Maybe first-time writer-director Larysa Kondracki’s lack of experience is to blame for the fact that the film itself wasn’t as gripping as it could and should have been (though the script was certainly well-researched), but I think she should still be applauded for the performance she got out of Ms. Weisz, or at the very least the performance she didn’t get in the way of this great actress delivering. Because this whole film is one big and incredible Rachel Weisz show, it’s a truly bracing performance, emotionally connected to her very core to the story she was telling, the quiet intensity she brings to the role of Kathryn as she witnesses all of these horrible events is tremendous to watch unfold.

Because horrible is the right word for all that she sees, and the film does a neat job at not shying away from that, showing Kathryn going to these clubs where underage girls were exhibited, threatened and eventually sold to people who would do as they pleased with them, and Ms.
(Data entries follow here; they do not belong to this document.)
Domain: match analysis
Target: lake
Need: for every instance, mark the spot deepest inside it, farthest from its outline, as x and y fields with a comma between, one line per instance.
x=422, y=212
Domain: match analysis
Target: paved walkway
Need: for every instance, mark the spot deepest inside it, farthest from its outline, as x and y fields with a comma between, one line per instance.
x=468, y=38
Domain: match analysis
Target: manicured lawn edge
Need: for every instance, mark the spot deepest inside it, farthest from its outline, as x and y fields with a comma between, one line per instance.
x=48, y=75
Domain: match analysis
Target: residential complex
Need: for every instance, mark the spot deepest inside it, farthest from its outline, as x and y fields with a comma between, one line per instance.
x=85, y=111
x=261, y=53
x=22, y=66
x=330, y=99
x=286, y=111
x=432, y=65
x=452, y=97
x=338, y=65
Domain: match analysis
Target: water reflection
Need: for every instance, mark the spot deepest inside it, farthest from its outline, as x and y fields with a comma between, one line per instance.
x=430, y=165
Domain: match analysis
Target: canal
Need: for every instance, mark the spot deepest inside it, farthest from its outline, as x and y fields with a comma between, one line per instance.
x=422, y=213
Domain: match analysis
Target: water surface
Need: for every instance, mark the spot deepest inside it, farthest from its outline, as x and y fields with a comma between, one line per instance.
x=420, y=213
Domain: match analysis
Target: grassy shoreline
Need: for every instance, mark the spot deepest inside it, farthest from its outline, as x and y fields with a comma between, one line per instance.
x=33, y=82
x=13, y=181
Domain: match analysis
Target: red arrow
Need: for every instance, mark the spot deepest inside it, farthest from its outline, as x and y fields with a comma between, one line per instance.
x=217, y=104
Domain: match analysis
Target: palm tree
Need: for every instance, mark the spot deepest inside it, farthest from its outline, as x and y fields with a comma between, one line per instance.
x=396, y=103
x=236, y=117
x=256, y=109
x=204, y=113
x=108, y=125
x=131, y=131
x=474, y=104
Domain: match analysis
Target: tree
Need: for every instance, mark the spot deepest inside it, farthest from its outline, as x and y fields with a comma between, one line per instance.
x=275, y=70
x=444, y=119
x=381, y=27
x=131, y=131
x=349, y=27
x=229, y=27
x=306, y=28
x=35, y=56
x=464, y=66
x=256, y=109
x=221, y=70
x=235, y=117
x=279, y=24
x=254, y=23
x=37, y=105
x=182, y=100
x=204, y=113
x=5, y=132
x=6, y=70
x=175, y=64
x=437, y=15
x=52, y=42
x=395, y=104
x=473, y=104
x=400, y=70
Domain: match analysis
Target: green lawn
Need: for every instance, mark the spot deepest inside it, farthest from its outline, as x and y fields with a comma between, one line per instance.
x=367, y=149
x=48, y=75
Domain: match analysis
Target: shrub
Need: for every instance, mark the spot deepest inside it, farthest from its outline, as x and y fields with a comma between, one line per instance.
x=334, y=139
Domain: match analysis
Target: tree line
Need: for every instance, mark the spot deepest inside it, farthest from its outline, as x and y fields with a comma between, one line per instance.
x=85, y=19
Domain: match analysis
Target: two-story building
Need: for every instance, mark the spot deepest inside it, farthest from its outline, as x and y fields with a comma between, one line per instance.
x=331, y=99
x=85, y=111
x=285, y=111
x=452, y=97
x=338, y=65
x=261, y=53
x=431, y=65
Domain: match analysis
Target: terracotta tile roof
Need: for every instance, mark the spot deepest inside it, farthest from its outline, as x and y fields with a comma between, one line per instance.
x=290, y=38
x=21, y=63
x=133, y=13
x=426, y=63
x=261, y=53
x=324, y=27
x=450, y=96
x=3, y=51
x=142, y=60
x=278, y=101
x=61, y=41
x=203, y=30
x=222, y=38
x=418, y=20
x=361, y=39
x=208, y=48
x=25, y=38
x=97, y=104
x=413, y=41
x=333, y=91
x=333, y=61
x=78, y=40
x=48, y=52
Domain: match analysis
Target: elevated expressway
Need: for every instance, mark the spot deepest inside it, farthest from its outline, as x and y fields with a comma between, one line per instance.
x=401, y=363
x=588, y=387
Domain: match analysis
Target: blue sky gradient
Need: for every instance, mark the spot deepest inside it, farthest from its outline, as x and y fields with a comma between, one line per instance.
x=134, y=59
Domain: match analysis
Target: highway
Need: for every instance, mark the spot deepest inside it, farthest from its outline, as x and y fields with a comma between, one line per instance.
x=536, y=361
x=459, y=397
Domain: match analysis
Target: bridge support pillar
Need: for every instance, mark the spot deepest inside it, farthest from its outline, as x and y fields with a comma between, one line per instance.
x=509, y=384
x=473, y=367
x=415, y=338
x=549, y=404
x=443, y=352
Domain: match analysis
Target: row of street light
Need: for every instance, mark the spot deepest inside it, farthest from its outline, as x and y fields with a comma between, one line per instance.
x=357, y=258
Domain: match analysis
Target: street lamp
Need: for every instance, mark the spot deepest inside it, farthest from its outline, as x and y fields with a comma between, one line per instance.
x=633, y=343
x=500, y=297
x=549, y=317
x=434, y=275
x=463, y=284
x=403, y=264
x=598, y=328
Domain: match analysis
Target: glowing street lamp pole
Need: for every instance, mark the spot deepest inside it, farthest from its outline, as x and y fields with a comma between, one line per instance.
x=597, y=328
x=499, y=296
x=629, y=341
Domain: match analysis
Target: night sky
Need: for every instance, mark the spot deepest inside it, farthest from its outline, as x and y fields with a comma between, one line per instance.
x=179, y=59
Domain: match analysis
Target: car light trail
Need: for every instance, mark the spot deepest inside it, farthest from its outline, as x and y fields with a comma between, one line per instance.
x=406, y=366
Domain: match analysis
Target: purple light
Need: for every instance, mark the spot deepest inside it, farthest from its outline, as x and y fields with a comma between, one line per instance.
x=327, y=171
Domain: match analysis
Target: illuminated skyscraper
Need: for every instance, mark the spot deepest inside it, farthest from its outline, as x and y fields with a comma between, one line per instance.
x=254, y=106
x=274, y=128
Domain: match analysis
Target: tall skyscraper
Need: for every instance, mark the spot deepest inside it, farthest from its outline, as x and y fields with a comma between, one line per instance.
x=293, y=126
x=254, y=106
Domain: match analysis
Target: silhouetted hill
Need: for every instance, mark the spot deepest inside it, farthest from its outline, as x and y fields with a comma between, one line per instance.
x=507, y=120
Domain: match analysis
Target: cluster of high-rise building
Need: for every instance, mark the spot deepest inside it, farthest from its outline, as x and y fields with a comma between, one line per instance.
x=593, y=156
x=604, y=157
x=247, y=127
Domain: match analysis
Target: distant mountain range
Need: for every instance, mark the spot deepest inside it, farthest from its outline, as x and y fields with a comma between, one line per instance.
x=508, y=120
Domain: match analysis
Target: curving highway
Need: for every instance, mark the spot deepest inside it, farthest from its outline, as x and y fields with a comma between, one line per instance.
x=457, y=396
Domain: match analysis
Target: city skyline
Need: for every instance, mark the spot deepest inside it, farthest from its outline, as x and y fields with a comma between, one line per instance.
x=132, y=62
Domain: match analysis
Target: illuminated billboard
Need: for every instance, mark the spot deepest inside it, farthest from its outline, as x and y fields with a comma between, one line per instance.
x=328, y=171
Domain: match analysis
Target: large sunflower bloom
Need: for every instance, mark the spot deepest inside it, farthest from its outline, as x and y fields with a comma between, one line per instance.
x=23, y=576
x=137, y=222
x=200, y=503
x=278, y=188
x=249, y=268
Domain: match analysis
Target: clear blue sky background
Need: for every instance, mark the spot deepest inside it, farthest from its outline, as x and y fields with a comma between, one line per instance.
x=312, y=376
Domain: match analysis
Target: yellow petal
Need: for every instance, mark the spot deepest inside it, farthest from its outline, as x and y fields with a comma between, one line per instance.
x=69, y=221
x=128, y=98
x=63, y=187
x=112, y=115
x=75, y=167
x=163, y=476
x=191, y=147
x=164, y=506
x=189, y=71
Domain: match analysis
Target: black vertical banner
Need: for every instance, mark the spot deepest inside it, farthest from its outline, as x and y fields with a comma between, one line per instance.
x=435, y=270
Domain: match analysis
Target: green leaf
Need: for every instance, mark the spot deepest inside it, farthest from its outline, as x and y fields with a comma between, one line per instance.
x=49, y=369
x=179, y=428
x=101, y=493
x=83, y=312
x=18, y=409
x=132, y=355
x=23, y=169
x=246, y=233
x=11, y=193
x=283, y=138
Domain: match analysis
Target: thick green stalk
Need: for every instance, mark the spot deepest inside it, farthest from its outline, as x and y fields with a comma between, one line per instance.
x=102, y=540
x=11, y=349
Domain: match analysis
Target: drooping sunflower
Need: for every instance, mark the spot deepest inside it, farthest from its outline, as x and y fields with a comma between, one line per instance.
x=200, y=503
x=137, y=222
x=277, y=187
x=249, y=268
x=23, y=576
Kondracki really does deliver a few sequences that are definitely a bit hard to watch. And it’s good, it really is, the fact that I keep saying that I didn’t love this film as much I could have doesn’t come from the fact that it had elements I didn’t like, but from it missing some which I wanted it to have, it needed a quicker pace, it needed to have some sort of building tension that would really have made it be an excellent political thriller, instead of just a very good one.
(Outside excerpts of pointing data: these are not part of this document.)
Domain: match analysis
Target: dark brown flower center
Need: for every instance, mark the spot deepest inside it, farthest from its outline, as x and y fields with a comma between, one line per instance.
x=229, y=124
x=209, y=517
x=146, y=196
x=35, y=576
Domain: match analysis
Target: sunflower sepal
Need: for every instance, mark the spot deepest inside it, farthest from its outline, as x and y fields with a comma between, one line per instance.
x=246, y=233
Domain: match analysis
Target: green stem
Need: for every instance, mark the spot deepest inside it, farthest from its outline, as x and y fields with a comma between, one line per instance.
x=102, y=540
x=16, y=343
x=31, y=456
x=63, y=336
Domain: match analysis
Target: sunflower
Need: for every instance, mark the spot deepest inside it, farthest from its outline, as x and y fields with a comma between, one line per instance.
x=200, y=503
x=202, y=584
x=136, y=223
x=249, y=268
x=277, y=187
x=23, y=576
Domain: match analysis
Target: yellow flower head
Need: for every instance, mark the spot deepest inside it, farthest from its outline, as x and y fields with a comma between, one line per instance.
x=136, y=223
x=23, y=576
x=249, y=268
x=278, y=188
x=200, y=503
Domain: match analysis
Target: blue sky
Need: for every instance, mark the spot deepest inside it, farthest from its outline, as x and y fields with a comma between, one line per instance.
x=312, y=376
I do recommend The Whistleblower quite a lot though, it may be missing a thing or two which I desperately wanted it to have, but the fact that I wanted so badly for it to be better while I watched came from the fact that there was so much already there that was playing so great. Especially the performances, the supporting cast includes the legendary Vanessa Redgrave, David Strathairn, Monica Bellucci and Benedict Cumberbatch, all seriously great actors. And then there’s Ms. Weisz, who made a great decision to play Kathryn not so much as a heroine, but just as a cop who still does her job by the book, and that approach did all the difference, as she churned one of the better performances in her already-outstanding resumé, she alone is more than worth the price of admission for this one.